IMANI Africa, a policy think tank, has urged the Electoral Commission (EC) to reconsider its position on acquiring a new electoral system software and the compilation of new voters’ register for the 2020 general election.
Mr Bright Simons, the Vice President of IMANI, said the new system was expensive and could reduce the quality of elections due to limited time.
Speaking at a press briefing in Accra on Tuesday, Mr Simons said the Commission had limited time to go through technical processes such as system configuration and rigorous testing before it was deployed for the registration and elections.
He expressed concern over EC’s decision to sole-source the software contract, saying it was a recipe for bribery and corruption.

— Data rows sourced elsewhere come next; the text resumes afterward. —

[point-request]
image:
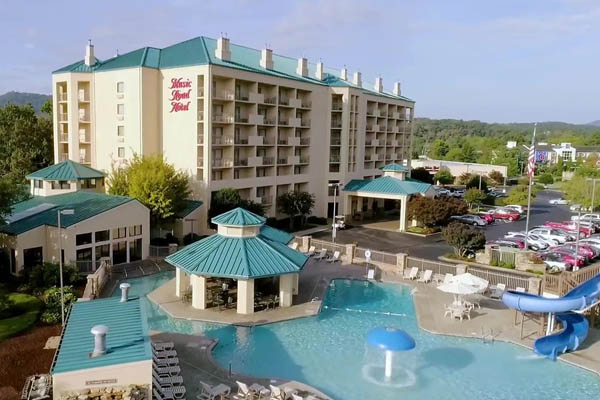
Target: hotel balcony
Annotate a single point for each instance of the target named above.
(223, 118)
(222, 141)
(222, 163)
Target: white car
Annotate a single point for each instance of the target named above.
(558, 201)
(549, 234)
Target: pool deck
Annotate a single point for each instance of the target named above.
(493, 321)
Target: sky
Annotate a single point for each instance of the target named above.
(491, 60)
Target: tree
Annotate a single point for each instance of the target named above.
(26, 143)
(421, 174)
(154, 183)
(496, 177)
(296, 203)
(227, 199)
(444, 177)
(477, 181)
(546, 179)
(463, 238)
(474, 196)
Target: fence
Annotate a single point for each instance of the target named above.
(436, 266)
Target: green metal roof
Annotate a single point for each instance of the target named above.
(394, 167)
(201, 51)
(237, 257)
(239, 217)
(190, 206)
(126, 341)
(66, 171)
(85, 204)
(387, 185)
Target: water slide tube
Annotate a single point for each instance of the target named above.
(575, 326)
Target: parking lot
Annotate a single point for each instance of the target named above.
(434, 246)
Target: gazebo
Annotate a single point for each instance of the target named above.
(243, 251)
(393, 185)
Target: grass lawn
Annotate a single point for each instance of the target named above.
(27, 311)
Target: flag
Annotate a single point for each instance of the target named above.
(531, 162)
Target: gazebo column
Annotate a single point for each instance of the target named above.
(403, 205)
(286, 290)
(198, 292)
(245, 296)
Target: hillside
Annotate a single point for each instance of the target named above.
(19, 98)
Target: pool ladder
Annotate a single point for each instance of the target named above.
(487, 338)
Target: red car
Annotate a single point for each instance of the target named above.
(506, 214)
(486, 217)
(570, 226)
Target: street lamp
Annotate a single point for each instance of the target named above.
(335, 187)
(68, 211)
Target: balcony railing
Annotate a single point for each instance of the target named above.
(222, 140)
(221, 163)
(222, 118)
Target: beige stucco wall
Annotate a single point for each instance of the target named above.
(138, 373)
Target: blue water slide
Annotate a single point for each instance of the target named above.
(575, 326)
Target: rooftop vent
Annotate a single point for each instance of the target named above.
(397, 90)
(222, 51)
(319, 74)
(357, 80)
(124, 291)
(89, 54)
(99, 332)
(344, 74)
(302, 67)
(379, 84)
(266, 58)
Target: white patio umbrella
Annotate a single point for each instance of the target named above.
(471, 280)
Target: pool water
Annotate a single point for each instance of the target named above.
(328, 351)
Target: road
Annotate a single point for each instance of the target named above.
(435, 246)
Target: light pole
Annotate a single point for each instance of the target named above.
(335, 187)
(68, 211)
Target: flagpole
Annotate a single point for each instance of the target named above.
(531, 172)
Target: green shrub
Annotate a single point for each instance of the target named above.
(51, 314)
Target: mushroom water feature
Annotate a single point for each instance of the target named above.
(390, 341)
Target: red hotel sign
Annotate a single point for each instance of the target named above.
(180, 90)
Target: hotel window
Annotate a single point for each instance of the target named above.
(135, 230)
(83, 239)
(119, 233)
(102, 236)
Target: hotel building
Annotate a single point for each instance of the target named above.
(231, 117)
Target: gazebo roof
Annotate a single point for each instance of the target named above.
(239, 217)
(394, 167)
(238, 257)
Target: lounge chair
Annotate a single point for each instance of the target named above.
(162, 346)
(167, 371)
(212, 392)
(426, 276)
(322, 254)
(311, 251)
(165, 362)
(167, 381)
(498, 291)
(334, 258)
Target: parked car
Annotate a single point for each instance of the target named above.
(549, 234)
(506, 214)
(517, 208)
(469, 219)
(558, 201)
(534, 242)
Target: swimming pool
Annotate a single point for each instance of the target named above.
(328, 351)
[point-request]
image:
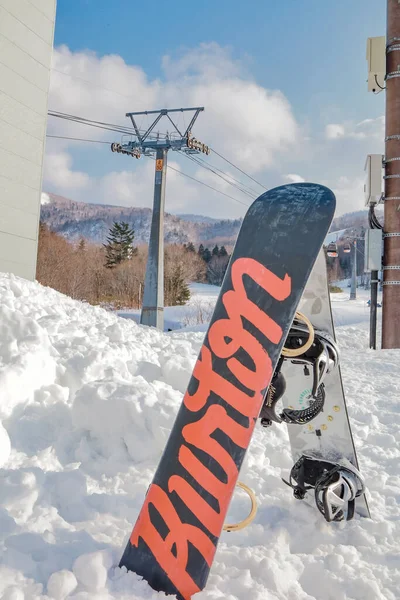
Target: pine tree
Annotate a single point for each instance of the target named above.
(207, 255)
(82, 245)
(176, 287)
(119, 246)
(190, 247)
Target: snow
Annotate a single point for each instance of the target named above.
(87, 402)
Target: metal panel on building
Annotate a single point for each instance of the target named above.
(26, 44)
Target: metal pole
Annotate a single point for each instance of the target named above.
(153, 297)
(353, 289)
(391, 257)
(372, 315)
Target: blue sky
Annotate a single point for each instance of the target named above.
(318, 127)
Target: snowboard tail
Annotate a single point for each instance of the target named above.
(175, 537)
(328, 437)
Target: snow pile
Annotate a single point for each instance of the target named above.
(87, 402)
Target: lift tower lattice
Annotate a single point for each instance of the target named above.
(148, 144)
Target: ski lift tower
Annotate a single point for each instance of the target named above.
(149, 144)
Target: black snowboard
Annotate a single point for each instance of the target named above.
(175, 537)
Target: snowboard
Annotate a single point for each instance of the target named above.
(328, 436)
(175, 537)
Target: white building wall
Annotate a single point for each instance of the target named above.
(26, 44)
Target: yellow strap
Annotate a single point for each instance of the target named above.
(292, 352)
(247, 520)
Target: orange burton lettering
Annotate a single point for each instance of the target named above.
(225, 337)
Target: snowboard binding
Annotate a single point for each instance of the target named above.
(336, 486)
(317, 352)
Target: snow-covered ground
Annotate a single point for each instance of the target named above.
(86, 403)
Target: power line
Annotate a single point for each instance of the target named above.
(124, 130)
(168, 166)
(64, 137)
(206, 185)
(228, 175)
(193, 159)
(238, 168)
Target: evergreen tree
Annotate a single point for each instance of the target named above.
(119, 246)
(176, 287)
(81, 245)
(207, 255)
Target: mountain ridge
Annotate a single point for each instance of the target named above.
(75, 220)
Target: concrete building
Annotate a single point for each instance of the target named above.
(26, 44)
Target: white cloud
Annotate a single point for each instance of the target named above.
(334, 131)
(252, 126)
(293, 178)
(368, 128)
(44, 198)
(59, 172)
(349, 194)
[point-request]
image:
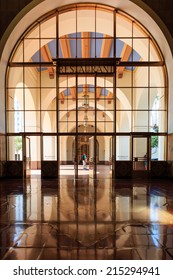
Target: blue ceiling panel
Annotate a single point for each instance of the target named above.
(52, 48)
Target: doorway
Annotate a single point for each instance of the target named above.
(141, 155)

“The system they are going to procure is new and there will not be enough time to go through all the technical configurations such as field testing before the elections day. For the old system we already know the challenges and we have been using it since 2012,” he said.
Mr Simons suggested that the EC replaced the broken down equipment to augment the already existing ones to reduce cost.

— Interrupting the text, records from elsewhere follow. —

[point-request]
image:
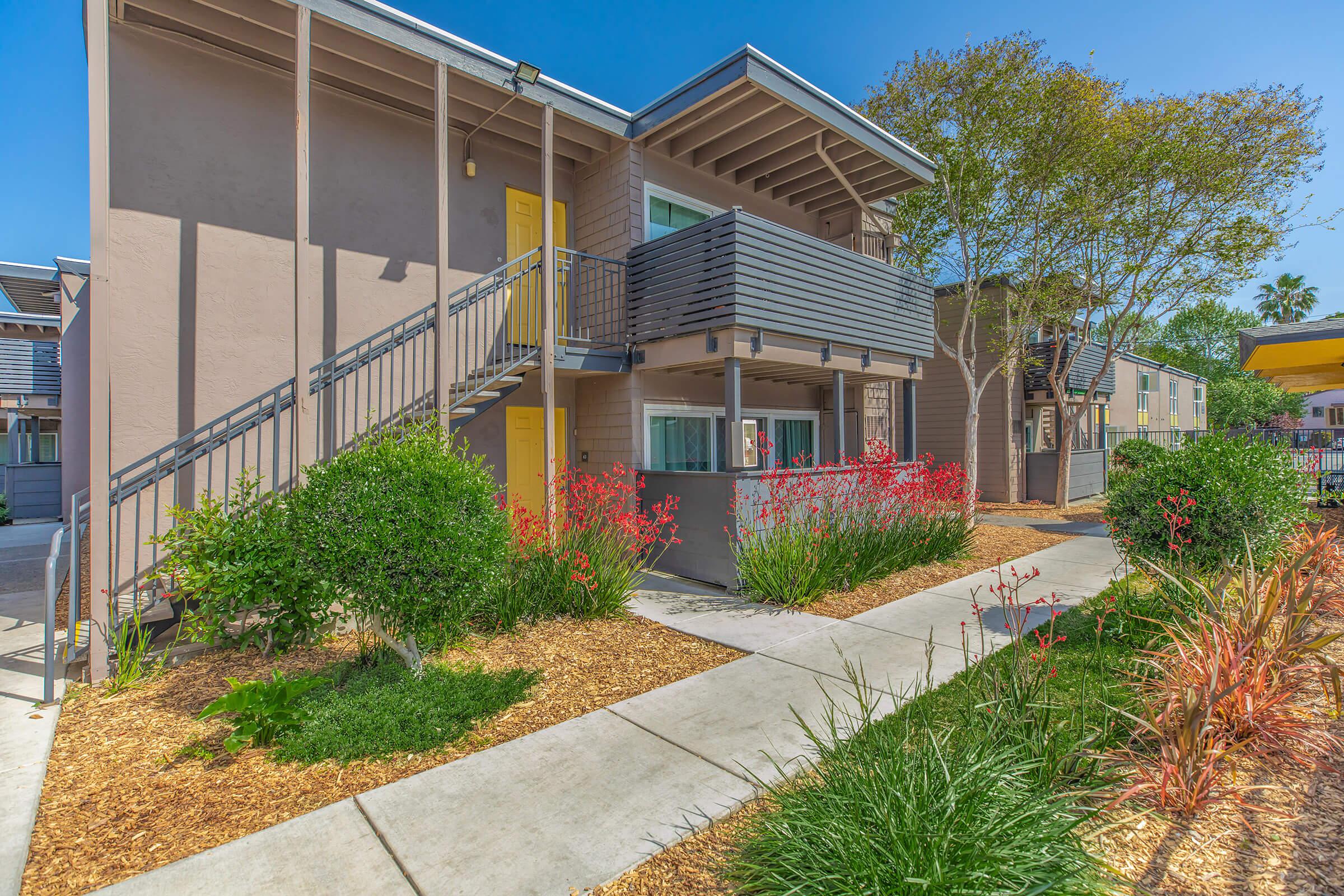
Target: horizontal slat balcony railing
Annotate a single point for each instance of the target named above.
(741, 270)
(1090, 358)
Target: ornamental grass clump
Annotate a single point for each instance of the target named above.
(585, 561)
(797, 534)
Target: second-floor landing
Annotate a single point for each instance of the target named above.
(792, 307)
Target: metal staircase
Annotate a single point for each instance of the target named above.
(494, 339)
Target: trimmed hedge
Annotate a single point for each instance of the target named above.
(1244, 489)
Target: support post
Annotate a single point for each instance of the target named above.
(908, 395)
(734, 446)
(100, 370)
(442, 361)
(549, 300)
(838, 414)
(306, 436)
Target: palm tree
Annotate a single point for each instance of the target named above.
(1285, 301)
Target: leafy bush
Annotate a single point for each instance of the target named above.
(1135, 454)
(382, 710)
(804, 533)
(263, 710)
(586, 564)
(239, 568)
(1249, 401)
(408, 528)
(898, 810)
(1231, 492)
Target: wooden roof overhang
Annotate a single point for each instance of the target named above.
(752, 123)
(378, 54)
(774, 358)
(1300, 358)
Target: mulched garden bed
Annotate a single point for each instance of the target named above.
(991, 543)
(136, 782)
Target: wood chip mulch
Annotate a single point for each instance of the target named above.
(1228, 850)
(1089, 511)
(129, 787)
(992, 543)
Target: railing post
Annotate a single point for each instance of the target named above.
(442, 358)
(549, 304)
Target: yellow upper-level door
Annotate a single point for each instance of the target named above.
(523, 234)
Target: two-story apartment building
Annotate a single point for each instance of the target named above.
(314, 217)
(38, 331)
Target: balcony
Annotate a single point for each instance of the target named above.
(1090, 358)
(812, 302)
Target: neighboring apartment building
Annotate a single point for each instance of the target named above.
(448, 228)
(42, 418)
(1019, 416)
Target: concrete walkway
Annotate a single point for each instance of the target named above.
(26, 731)
(581, 802)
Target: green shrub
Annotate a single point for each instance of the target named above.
(408, 528)
(263, 710)
(898, 810)
(1229, 489)
(382, 710)
(1135, 454)
(240, 571)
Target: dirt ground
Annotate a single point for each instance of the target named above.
(136, 782)
(1089, 511)
(992, 543)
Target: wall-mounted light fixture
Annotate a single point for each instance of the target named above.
(528, 73)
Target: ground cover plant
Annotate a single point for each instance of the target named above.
(797, 533)
(585, 559)
(407, 527)
(1233, 492)
(237, 566)
(360, 711)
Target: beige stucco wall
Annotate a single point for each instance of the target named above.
(200, 244)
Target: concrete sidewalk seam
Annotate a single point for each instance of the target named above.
(397, 860)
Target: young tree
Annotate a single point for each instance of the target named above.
(1287, 300)
(1182, 198)
(1202, 339)
(1005, 125)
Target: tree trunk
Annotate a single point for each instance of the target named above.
(1067, 422)
(971, 460)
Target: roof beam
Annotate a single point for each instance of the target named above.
(796, 155)
(745, 112)
(754, 130)
(730, 97)
(803, 129)
(855, 164)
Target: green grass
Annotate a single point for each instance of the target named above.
(384, 710)
(945, 797)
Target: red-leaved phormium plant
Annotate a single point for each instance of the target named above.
(585, 561)
(800, 531)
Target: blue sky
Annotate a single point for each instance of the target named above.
(628, 54)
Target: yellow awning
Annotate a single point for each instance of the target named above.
(1300, 358)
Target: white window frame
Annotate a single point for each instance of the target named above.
(713, 413)
(671, 195)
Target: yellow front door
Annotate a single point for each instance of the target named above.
(526, 454)
(523, 234)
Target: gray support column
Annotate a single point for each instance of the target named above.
(838, 414)
(549, 307)
(733, 452)
(908, 395)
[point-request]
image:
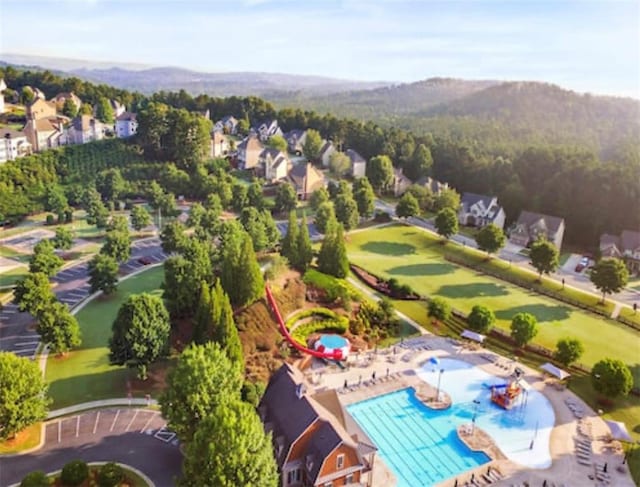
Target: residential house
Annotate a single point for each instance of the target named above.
(400, 182)
(84, 129)
(325, 153)
(249, 153)
(295, 140)
(40, 108)
(126, 125)
(266, 129)
(44, 133)
(306, 179)
(219, 144)
(227, 125)
(312, 446)
(358, 164)
(117, 107)
(13, 144)
(61, 98)
(433, 185)
(625, 247)
(276, 165)
(530, 226)
(477, 210)
(3, 86)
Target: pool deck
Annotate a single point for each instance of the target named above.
(575, 421)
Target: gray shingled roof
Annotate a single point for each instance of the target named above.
(529, 218)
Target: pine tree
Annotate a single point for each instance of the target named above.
(203, 313)
(225, 331)
(303, 245)
(289, 247)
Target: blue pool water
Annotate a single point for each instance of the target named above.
(333, 341)
(421, 445)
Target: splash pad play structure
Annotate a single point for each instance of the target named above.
(331, 346)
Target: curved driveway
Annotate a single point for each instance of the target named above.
(131, 436)
(72, 286)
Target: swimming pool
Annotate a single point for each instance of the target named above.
(421, 445)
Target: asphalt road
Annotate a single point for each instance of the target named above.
(72, 287)
(136, 437)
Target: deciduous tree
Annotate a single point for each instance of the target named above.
(202, 380)
(609, 276)
(23, 394)
(140, 333)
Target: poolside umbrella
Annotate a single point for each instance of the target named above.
(618, 430)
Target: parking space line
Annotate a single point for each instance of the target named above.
(114, 420)
(144, 428)
(132, 419)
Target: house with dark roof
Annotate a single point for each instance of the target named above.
(325, 153)
(625, 247)
(249, 153)
(295, 140)
(478, 210)
(358, 164)
(531, 226)
(126, 125)
(312, 446)
(306, 179)
(276, 165)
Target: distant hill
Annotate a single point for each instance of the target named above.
(387, 101)
(148, 80)
(497, 114)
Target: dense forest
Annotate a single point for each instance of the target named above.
(569, 181)
(502, 116)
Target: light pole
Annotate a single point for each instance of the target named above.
(476, 403)
(438, 389)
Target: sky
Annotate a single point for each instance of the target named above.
(584, 45)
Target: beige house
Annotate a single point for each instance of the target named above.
(219, 144)
(306, 179)
(249, 153)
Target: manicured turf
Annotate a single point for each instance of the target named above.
(85, 374)
(416, 258)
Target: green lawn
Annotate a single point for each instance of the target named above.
(85, 374)
(414, 257)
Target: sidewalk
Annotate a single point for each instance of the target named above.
(105, 403)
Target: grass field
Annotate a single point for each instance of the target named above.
(85, 374)
(416, 258)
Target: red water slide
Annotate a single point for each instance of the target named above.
(334, 355)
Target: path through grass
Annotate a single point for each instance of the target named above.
(85, 374)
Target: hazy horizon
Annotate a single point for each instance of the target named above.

Touching on the EC’s plan to carry out a mass registration in April, the Vice President expressed concern over the cost the country would incur and, therefore, entreated the electoral management body to rather focus on registering fresh voters to reduce cost.
“EC’s claims that it will cost just $56 million to procure a new system whilst the cost of refreshing and maintaining the existing one would cost $74 million are inaccurate because a tender recently completed by the EC has revealed that the EC plans to spend $72 million on hardware alone,” he said.

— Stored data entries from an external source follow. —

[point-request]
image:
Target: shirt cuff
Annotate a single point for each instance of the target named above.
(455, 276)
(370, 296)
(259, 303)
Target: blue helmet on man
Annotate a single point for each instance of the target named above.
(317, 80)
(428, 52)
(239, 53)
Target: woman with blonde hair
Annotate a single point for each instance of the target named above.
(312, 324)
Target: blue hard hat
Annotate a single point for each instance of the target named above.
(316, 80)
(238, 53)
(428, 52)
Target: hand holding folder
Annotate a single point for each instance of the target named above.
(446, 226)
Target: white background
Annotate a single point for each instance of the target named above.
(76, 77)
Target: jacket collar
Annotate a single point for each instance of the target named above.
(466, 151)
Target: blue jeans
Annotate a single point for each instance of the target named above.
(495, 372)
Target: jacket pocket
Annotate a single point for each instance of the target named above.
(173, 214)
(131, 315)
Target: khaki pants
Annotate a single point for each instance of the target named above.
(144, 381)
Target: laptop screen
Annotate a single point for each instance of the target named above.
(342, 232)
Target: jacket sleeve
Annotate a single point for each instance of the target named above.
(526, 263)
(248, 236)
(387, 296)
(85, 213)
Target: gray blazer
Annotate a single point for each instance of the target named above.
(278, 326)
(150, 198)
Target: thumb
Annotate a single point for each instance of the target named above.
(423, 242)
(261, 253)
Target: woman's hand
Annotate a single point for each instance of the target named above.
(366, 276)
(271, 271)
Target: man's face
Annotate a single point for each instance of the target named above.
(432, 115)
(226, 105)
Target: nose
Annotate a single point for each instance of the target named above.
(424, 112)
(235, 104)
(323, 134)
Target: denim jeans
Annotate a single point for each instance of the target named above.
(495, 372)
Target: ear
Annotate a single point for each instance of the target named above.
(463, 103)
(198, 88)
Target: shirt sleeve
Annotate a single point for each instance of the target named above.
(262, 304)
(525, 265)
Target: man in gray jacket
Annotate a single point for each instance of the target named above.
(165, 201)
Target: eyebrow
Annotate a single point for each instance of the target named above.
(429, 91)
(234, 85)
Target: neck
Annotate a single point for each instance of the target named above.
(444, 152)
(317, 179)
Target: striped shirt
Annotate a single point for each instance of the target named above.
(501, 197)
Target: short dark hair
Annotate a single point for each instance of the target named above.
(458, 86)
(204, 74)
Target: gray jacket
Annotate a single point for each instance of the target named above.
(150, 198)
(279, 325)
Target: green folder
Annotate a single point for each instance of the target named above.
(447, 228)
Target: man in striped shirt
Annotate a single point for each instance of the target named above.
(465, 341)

“IMANI believes that by the time the software and services are added the total costs for technology alone will amount to $80 million.”
“Compared to a limited registration to capture just those not on the voters’ register, a fresh mass registration shall cost $50 million.”
“However, refreshing the existing technology at competitive prices will cost just about $15 million. Hence the total loss to Ghana of the EC’s actions amount to $150 million, if one factors in contingency….” Mr Simons added.
There has been heightened interest in recent times over the EC’s decision to procure new software and compile a new voters’ register for the 2020 general election.
Many Civil Society Organisations and political parties, particularly the National Democratic Congress, have taken a firm opposition to the decision.